NEW YORK, SEPTEMBER 7, 2018—In its first month of responding to the Ebola outbreak in North Kivu, Democratic Republic of Congo, the international medical humanitarian organization Doctors Without Borders/Médecins Sans Frontières (MSF) has treated 65 people with the virus—more than 80 percent of the total number of confirmed patients hospitalized in the region’s Ebola Treatment Centers so far. Of the patients confirmed positive in MSF’s Mangina Ebola Treatment Center, 29 have recovered and returned to their families while three people remain in treatment.
“We are at a crucial point in the epidemic,” said Berangère Guais, MSF’s emergency coordinator in Beni. “Yes, the number of patients in the treatment center has reduced significantly, but new cases from a number of different chains of transmission have emerged in recent days.

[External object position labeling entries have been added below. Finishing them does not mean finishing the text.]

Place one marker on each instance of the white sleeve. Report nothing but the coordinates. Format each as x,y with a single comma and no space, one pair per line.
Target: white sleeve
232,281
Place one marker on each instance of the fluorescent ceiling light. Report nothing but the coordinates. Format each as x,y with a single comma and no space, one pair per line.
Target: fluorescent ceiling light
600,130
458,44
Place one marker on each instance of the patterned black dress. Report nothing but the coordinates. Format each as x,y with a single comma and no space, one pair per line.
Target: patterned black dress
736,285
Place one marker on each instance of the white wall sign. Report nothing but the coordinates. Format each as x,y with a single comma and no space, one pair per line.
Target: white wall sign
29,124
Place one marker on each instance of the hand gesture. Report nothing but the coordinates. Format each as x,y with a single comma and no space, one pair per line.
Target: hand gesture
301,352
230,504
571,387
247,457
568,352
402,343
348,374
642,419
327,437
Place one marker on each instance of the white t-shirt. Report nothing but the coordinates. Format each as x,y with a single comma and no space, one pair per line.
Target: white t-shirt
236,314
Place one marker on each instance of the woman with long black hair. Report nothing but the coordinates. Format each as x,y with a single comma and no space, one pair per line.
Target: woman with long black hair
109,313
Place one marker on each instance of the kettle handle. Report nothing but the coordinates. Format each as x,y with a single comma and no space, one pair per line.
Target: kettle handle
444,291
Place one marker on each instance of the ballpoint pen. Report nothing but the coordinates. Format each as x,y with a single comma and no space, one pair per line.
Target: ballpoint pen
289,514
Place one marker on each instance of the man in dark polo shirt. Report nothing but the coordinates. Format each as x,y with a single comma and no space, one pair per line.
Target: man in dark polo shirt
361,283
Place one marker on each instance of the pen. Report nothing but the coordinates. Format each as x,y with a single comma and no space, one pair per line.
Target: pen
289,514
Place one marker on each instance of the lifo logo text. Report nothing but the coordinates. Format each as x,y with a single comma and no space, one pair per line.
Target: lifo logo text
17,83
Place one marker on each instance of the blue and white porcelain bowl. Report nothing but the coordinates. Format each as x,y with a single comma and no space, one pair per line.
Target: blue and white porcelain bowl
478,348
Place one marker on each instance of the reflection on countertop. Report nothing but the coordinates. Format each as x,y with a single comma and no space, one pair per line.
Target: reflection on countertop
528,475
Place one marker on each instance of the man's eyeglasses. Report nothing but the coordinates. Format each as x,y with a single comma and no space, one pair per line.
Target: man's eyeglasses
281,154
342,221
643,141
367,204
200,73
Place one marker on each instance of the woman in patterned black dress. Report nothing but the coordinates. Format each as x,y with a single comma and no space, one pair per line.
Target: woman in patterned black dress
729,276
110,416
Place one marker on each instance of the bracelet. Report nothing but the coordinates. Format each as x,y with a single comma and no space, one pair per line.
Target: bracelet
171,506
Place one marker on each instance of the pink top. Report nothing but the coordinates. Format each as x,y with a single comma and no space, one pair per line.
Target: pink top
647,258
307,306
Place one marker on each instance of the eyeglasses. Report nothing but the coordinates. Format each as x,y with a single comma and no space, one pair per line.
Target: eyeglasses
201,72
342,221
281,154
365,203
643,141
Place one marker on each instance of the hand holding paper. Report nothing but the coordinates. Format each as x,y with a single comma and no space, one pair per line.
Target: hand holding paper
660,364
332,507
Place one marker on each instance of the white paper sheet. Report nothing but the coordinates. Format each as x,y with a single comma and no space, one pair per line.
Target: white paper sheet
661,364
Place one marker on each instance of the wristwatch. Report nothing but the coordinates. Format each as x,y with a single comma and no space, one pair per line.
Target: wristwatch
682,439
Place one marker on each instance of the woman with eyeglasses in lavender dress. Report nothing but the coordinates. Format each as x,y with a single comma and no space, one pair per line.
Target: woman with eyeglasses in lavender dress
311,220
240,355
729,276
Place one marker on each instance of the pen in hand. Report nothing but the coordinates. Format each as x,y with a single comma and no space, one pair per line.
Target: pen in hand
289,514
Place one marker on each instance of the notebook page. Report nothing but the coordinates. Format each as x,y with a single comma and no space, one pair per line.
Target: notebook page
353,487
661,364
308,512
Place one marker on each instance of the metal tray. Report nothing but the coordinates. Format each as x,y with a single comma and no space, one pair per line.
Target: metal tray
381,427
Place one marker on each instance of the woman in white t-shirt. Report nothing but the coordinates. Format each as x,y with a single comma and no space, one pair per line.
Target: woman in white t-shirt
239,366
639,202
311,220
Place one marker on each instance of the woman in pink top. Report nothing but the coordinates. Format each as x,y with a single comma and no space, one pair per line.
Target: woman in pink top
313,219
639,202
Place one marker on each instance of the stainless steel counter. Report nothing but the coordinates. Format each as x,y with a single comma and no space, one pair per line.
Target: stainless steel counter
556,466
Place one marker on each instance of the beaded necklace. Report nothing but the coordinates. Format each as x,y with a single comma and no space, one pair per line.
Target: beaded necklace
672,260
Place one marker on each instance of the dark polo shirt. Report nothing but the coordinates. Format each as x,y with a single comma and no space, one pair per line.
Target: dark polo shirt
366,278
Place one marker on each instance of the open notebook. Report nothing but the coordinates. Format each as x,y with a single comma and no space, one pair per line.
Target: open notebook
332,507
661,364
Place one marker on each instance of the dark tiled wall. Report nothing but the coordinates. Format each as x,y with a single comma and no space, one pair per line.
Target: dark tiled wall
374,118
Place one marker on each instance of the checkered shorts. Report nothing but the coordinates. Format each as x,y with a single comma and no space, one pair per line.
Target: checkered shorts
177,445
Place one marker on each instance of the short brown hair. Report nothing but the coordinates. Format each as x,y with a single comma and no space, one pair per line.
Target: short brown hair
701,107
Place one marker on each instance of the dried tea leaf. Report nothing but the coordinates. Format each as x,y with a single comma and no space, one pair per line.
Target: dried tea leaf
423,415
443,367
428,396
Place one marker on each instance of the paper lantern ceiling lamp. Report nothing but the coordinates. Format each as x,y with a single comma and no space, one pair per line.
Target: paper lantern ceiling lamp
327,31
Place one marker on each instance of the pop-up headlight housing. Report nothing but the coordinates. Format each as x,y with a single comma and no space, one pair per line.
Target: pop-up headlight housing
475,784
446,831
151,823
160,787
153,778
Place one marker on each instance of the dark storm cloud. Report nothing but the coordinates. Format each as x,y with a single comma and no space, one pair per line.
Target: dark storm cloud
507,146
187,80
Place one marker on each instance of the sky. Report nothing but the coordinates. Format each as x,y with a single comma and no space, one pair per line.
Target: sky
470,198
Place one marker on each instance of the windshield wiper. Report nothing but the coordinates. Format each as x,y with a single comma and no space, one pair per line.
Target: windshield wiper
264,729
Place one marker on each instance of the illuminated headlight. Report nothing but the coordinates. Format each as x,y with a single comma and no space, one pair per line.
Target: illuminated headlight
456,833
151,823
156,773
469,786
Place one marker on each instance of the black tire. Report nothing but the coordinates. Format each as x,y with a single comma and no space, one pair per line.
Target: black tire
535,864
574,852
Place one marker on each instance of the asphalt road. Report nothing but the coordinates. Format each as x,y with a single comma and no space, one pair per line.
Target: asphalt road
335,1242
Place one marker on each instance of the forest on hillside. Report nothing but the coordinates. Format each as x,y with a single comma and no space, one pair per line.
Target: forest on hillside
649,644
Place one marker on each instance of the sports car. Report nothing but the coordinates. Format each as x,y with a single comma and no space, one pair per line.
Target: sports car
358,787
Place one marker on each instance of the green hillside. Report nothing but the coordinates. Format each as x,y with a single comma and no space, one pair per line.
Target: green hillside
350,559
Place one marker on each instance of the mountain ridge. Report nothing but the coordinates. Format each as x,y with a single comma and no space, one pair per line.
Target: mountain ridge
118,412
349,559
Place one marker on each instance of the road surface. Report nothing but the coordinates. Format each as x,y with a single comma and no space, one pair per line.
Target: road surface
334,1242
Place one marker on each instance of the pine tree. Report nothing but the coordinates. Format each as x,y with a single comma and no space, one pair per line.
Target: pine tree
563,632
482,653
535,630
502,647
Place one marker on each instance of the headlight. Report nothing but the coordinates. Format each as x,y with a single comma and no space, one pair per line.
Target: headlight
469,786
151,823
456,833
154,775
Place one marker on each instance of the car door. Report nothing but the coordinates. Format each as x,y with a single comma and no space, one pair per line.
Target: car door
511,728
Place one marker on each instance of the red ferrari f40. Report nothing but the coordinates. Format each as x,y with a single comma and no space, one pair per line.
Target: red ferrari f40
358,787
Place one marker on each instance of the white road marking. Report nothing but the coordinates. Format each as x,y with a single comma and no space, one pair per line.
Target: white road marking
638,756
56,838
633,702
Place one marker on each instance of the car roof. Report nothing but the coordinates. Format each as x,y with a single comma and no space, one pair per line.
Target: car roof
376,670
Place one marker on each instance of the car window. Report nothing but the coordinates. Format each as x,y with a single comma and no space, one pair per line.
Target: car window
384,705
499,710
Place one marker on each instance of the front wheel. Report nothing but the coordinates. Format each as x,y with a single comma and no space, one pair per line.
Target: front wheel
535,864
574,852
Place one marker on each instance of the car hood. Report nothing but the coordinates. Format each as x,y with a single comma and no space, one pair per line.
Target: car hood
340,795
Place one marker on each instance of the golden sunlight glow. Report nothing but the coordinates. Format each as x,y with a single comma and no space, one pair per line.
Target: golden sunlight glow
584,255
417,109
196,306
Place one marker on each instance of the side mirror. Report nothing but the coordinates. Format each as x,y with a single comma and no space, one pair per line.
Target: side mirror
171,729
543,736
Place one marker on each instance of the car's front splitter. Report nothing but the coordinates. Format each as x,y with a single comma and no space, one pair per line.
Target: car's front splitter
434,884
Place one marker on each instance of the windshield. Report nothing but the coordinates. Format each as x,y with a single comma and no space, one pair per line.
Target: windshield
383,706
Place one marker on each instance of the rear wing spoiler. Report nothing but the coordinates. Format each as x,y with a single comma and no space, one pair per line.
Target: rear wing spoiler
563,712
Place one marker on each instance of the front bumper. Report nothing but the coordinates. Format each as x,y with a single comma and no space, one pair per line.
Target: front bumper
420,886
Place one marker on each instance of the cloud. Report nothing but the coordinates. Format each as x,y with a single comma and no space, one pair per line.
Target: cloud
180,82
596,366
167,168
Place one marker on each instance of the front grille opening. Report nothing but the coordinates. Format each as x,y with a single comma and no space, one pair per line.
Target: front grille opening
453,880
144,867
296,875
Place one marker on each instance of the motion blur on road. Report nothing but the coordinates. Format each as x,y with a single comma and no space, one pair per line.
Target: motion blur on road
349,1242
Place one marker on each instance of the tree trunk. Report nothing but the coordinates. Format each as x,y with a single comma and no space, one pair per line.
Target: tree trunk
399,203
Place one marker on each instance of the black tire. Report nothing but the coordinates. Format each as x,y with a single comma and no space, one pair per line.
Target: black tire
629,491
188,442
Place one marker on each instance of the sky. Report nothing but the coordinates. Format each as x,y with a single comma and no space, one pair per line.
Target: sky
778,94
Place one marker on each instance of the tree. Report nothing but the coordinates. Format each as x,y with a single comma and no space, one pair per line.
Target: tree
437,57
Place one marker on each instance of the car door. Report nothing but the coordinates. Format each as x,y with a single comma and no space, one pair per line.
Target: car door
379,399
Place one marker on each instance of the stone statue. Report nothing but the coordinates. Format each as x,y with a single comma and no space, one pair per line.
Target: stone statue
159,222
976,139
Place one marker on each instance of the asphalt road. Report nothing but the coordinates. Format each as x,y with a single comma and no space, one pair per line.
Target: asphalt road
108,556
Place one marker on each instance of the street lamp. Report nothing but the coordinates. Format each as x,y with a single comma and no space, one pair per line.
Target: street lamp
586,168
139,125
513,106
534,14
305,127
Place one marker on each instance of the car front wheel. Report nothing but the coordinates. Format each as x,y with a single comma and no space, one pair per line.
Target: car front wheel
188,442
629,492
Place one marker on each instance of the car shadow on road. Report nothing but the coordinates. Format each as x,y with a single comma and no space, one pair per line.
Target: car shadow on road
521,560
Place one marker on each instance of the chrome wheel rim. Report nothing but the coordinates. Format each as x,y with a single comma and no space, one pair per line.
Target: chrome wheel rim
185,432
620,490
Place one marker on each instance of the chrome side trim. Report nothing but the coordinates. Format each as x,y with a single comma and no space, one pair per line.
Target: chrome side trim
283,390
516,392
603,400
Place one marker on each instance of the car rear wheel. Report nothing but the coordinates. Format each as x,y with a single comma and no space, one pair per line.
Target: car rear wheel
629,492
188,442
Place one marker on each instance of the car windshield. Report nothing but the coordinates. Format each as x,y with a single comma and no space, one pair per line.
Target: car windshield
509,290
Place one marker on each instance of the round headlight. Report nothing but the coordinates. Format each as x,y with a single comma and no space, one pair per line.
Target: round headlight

We must continue to work with the community to build trust and ensure that everyone presenting with symptoms of the Ebola is isolated and tested quickly. We just cannot let down our guard until the epidemic is declared over.”
On the eve of the August 1 declaration of North Kivu’s first Ebola epidemic, MSF teams working in a hospital in Lubero arrived in Mangina, the epicenter of the outbreak. They immediately began working alongside the Congolese Ministry of Health to mount a response against the outbreak. In the days that followed, experienced MSF staff arrived from across DRC and around the world to help train local staff and work with them to care for the sick and curb the spread of the outbreak.